Health tips by Barmer: Power napping – an energy boost or a waste of time

Health tips by Barmer: Power napping – an energy boost or a waste of time

When we have been hard at work since early in the morning, we are often hit by an afternoon slump. We become tired, unfocused and hungry, our bodies signal that it’s time for a break. But should you really take a short nap in your lunch break? Absolutely! A power nap is not about having a long sleep – it means briefly dozing off. This has been proven to give you an energy boost and make you feel refreshed – as long as you do it right. We’ll show you how to recharge your batteries for the working day from that little nap at lunchtime.

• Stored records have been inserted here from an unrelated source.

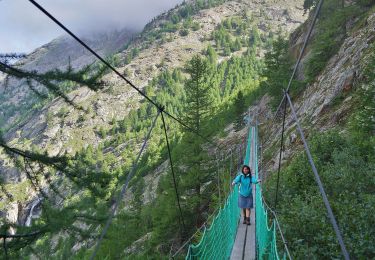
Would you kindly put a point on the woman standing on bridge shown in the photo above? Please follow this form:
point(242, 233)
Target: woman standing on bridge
point(245, 199)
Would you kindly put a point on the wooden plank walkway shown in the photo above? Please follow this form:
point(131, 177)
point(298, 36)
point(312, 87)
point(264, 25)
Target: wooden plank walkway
point(244, 246)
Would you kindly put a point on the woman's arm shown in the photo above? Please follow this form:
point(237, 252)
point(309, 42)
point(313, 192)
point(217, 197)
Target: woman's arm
point(236, 180)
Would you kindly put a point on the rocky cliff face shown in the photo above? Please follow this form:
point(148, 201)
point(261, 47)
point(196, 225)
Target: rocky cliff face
point(16, 98)
point(316, 108)
point(58, 128)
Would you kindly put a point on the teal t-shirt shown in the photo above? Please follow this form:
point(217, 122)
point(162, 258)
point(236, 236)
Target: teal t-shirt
point(245, 183)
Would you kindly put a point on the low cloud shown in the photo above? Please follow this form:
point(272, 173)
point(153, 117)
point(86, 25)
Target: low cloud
point(24, 28)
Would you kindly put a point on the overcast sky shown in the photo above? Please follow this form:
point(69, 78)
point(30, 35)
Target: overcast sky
point(24, 28)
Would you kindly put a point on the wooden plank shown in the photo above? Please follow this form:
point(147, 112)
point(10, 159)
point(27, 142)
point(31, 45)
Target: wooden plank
point(250, 249)
point(244, 246)
point(238, 246)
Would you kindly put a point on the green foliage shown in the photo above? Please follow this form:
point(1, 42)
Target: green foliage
point(331, 32)
point(184, 32)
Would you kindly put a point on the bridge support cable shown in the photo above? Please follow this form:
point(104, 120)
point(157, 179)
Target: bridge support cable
point(317, 178)
point(183, 233)
point(218, 175)
point(5, 247)
point(280, 155)
point(278, 227)
point(124, 188)
point(307, 38)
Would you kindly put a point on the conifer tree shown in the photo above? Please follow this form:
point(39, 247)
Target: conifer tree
point(197, 110)
point(239, 106)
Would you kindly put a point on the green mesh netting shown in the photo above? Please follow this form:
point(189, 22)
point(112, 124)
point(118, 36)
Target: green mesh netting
point(217, 240)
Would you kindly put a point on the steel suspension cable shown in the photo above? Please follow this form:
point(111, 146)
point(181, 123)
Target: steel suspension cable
point(158, 106)
point(173, 174)
point(307, 38)
point(124, 188)
point(317, 178)
point(280, 154)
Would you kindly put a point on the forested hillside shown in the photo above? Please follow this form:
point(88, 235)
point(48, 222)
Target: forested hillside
point(206, 63)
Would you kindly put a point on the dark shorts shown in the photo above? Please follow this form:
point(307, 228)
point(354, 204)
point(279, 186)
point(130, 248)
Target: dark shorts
point(245, 202)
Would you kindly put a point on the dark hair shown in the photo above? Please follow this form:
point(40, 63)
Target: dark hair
point(245, 166)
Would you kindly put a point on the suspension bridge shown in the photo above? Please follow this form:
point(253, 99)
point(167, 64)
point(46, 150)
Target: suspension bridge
point(227, 238)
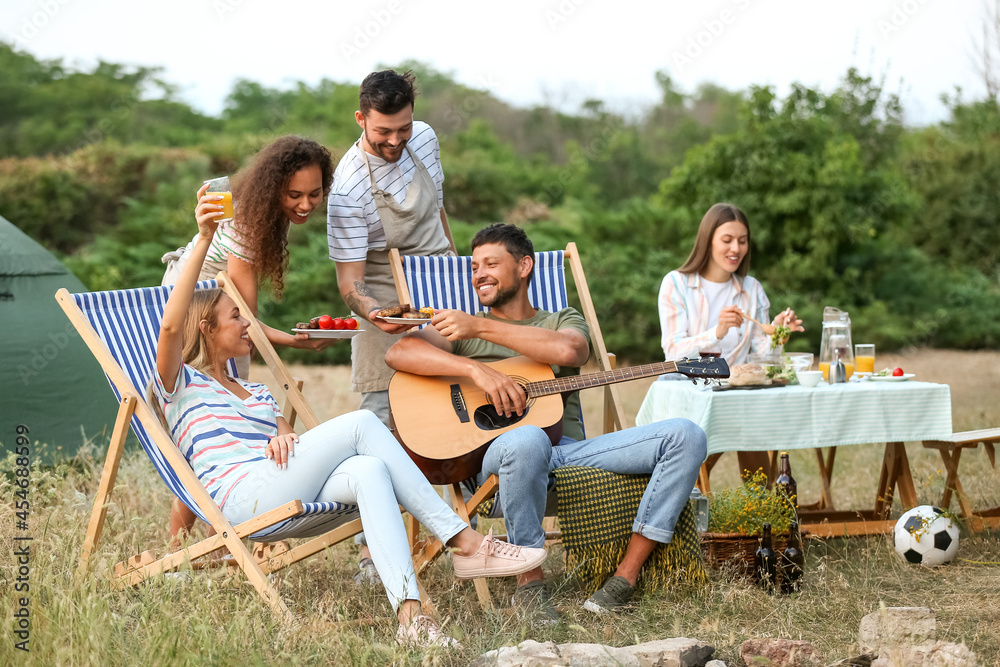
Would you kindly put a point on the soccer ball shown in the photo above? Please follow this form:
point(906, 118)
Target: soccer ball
point(924, 536)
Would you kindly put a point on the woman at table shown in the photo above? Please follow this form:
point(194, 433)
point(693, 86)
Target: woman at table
point(282, 185)
point(701, 304)
point(248, 458)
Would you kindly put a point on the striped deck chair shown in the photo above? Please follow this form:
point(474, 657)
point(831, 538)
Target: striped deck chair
point(121, 330)
point(446, 282)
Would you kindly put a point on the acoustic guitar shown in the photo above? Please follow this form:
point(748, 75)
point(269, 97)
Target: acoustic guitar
point(446, 423)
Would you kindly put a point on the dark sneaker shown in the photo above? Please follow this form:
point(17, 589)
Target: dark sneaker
point(612, 596)
point(533, 600)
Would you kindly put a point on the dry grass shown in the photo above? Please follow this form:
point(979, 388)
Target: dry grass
point(210, 619)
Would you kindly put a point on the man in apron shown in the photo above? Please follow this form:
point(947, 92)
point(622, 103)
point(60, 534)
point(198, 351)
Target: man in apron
point(387, 193)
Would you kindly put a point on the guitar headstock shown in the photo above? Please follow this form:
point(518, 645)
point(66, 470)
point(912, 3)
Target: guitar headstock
point(714, 368)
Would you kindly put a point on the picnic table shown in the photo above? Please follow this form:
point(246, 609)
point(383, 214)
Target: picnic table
point(825, 416)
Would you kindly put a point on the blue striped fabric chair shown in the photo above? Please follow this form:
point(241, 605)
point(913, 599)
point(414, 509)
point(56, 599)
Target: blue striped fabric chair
point(446, 282)
point(121, 330)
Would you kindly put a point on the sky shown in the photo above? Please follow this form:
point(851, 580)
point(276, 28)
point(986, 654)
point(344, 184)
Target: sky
point(526, 52)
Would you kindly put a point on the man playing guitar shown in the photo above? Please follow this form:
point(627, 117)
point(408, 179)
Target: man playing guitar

An energy boost while you sleep – what it’s all about

What used to be called an afternoon nap is now called power napping, a short sleep to recharge our batteries. When our energy levels drop after lunch and we suddenly become uncreative and unproductive, a short nap can work wonders. In Japan, many people in offices simply rest their heads on their desktop at lunchtime; in Silicon Valley, companies are setting up entire rest areas. Other countries are a bit ahead of us when it comes to naps. But many Germans would also like to see a nap culture or quiet rooms introduced.

A short nap for an energy kick

Studies have shown that a short nap is good for our health and improves our performance. According to a study by NASA, half an hour of sleep increases reaction time by 16 percent and reduces lapses in attention by 34 percent. Researchers from the Harvard School of Public Health found that power napping can reduce the risk of cardiovascular disease by up to 37 percent. A short sleep at lunchtime can thus have a positive effect on our well-being, our health and therefore also on our work.

Find a quiet spot

You don’t need a quiet room to have a short rest and fall asleep, because you can take a power nap without lying down. Just rest your head on your arms on the desk. Or tilt your office chair back and close your eyes. Make sure that your head is supported. If you don’t have an office workspace, you might find a quiet spot in your car, on a park bench or on a picnic blanket outside.

The best time for a nap

A power nap is most effective if taken after lunch between 12:00 midday and 2:00 pm. Important: Don’t sleep for too long! Ideally, a nap lasts between six and 30 minutes. If you sleep for longer, it’s hard to get going again afterwards. Are you afraid of oversleeping? Then set the alarm on your smartphone. Or why not try the key trick? Hold a bunch of keys in your hand so that they fall on the floor when you open it. If you fall into a deep sleep, your muscles will relax, and the keys will fall down and wake you up.

By the way, it’s quite normal if you can’t fall asleep right away at first – but power napping can be learned. Try relaxation techniques like simple breathing exercises. This also needs a little practice, but you will soon get the hang of it.